Hopping in the cloud
Hoptoad has been running on the Engine Yard cloud for more than a week now, with excellent performance. We've been looking forward to this for quite some time, and want to share a little about our motivations and experiences.
## Why'd we do it?
Currently, Hoptoad is a monolithic application, with the notification API, data API, and user-facing website all running in the same Rails application. This fits well into a server environment with several identical application servers and a shared database server.
(Click for a larger image.)
However, this coupled application design has a few implications:
- Traffic in one component, like the exception notifier API, can adversely affect the performance of another component, like the web interface.
- You can't tune the resource allocation of one component, like the notifier API endpoint, independently of other components, like the web interface.
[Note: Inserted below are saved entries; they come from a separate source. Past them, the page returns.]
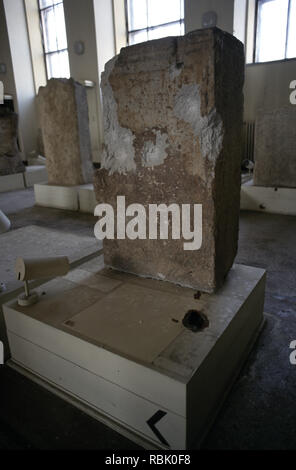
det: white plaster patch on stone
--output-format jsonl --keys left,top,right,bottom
{"left": 200, "top": 109, "right": 224, "bottom": 164}
{"left": 157, "top": 273, "right": 166, "bottom": 280}
{"left": 169, "top": 64, "right": 183, "bottom": 81}
{"left": 174, "top": 84, "right": 224, "bottom": 163}
{"left": 142, "top": 130, "right": 169, "bottom": 168}
{"left": 174, "top": 84, "right": 202, "bottom": 134}
{"left": 101, "top": 56, "right": 136, "bottom": 175}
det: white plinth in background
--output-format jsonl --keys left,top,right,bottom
{"left": 241, "top": 179, "right": 296, "bottom": 216}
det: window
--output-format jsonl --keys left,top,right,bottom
{"left": 39, "top": 0, "right": 70, "bottom": 79}
{"left": 255, "top": 0, "right": 296, "bottom": 62}
{"left": 126, "top": 0, "right": 184, "bottom": 46}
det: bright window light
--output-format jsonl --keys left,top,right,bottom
{"left": 287, "top": 0, "right": 296, "bottom": 58}
{"left": 127, "top": 0, "right": 184, "bottom": 46}
{"left": 39, "top": 0, "right": 70, "bottom": 79}
{"left": 256, "top": 0, "right": 296, "bottom": 62}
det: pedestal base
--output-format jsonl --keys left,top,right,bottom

Now, the performance characteristics of the application and the error notifier endpoints are drastically different. The notifier endpoint is a very performance-sensitive high-write component that processes a few thousand requests per minute. It is responsible for validating the incoming error XML, applying any rate-limiting rules, and determining the correct error group to bucket the error into.
The web interface, on the other hand, is almost entirely database reads. It also has much lower traffic overall, compared to the notifier endpoint. However, it is probably the place where you'll notice performance dips the most.
Together, these properties make the Hoptoad a ripe target for modularization. Our goal is to move toward a system where the notification endpoint is separated from the user-facing web UI, so as to isolate them for scaling and performance.
(Click for a larger image.)
Having a flexible architecture will also allow us to move some processing steps into a separate queue, which opens up an interesting possibility for batch processing.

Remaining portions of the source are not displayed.